The parsing rules were created for my personal needs. Override the method from subclass if change is required.
To define more crawlers or change parsing rules you have to change json file.
Where worker_count is the number of worker threads and traverse_expression key in xpaths object is reserved as a keyword and is used for navigation - this is the main difference from general concept of web crawler.
This submodule is not generalized and is created to fill one need, to scrape data from yit rest endpoint.
For future plans I would like to create generalized REST scraper with similiar json setting as with crawler.
Refer to json file for example.
Very relevant keys are: projection and useOnlyProjection.
Projection is very straight forward - for given x create a function f that returns y, i.e. f(x) = y where x is from endpoint domain and y is from user defined domain.
For example "ApartmentNumber": "apartment number" x="ApartmentNumber*, y=apartment number means that any attributes from the original data source denoted by key ApartmentNumber will be transformed to apartment number after the transformation process.
For more concrete example:
{"ApartmentNumber": "1A"} ----**transformation_process**----> {"apartment number": "1A"}If useOnlyProjection is set to true then only attributes defined in the projection object will be available after the transformation_process.
If useOnlyProjection is false then projection will be used if defined to transform names and every extracted attribute will be available after transformation.

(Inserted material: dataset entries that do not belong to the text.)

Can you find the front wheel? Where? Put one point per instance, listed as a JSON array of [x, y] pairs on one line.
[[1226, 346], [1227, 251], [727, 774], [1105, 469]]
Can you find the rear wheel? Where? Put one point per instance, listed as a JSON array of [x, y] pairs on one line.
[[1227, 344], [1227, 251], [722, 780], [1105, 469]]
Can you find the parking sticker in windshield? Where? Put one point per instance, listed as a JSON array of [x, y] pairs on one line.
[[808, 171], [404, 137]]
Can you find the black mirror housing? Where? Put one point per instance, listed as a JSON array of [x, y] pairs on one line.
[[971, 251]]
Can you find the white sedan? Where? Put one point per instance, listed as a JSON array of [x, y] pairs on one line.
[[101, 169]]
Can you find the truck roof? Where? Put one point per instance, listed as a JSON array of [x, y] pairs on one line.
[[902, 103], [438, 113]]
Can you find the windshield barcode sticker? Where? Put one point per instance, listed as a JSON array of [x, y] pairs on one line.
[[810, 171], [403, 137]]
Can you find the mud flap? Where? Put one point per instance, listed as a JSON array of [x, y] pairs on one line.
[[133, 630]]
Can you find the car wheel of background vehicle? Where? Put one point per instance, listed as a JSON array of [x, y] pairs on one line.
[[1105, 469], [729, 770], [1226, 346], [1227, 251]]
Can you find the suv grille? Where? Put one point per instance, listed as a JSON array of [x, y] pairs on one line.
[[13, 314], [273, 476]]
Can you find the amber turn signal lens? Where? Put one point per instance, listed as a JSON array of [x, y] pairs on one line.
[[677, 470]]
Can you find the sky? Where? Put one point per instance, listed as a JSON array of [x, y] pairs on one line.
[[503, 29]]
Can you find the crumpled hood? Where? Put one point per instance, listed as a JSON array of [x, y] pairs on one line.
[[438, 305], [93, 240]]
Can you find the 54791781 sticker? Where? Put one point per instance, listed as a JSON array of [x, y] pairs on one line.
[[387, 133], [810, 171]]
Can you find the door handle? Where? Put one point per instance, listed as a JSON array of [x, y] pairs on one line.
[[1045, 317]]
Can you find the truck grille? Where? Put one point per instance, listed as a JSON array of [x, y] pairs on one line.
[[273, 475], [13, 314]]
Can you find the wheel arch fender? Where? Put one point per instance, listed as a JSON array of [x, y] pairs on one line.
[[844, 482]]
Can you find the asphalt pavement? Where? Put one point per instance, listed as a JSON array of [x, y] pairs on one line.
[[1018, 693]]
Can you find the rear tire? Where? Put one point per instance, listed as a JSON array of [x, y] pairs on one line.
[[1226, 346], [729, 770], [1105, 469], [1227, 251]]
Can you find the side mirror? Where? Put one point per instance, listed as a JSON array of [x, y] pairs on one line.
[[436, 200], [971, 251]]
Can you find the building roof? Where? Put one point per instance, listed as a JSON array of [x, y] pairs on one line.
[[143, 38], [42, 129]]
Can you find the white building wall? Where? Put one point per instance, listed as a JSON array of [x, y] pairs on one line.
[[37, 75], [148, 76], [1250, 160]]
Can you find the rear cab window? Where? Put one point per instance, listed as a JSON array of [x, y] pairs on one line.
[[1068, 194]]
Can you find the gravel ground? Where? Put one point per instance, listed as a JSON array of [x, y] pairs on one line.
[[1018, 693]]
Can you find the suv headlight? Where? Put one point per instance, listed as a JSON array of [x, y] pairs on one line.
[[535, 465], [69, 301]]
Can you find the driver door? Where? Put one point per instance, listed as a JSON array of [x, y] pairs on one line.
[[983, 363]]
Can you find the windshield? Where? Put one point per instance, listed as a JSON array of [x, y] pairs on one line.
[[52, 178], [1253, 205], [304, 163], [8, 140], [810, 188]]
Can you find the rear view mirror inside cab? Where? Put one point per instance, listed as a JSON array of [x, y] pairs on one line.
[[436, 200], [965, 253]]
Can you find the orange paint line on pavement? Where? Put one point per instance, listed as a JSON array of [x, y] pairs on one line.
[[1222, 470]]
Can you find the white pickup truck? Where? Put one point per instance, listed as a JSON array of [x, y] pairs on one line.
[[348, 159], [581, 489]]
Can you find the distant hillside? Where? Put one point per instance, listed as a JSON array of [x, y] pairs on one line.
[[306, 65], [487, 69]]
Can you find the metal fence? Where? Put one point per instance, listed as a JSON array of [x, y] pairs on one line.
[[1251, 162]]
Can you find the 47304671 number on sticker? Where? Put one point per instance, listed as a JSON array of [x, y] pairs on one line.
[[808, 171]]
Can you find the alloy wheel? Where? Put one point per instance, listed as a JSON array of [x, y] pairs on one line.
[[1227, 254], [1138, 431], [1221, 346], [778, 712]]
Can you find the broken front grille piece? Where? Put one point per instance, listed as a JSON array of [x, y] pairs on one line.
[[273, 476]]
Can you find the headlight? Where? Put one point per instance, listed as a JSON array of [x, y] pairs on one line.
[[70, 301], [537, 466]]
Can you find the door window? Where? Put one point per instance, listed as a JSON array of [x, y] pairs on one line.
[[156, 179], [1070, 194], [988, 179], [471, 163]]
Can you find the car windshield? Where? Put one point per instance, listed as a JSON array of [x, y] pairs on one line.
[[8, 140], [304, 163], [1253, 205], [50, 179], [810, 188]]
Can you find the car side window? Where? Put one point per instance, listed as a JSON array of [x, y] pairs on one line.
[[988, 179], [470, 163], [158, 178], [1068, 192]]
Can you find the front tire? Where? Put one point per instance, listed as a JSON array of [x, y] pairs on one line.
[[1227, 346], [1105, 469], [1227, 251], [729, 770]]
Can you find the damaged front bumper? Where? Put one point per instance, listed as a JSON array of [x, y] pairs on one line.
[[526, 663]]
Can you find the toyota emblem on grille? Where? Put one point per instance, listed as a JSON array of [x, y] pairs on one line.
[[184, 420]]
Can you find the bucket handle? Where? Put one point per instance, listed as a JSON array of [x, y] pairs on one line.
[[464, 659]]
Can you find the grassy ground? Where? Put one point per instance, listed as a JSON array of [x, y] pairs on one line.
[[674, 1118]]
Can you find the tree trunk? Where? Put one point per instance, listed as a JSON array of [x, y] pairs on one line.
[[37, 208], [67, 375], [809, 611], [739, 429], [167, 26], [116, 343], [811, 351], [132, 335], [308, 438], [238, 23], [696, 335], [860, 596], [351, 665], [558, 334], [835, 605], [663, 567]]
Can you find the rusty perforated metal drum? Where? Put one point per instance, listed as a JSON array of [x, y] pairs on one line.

JDK 21 (17 is probably fine too). Either download a jar file from releases and run the following command:
java -jar path/to/crawlee-0.0.1-SNAPSHOT.jar
Or go the good old fashioned way (if you have git installed and maven installed and visible at %PATH% for win32 or $PATH for *nix):
git clone https://github.com/Badjokke/JCrawlee
cd JCrawlee
mvn clean package
java -jar target/crawlee-0.0.1-SNAPSHOT.jar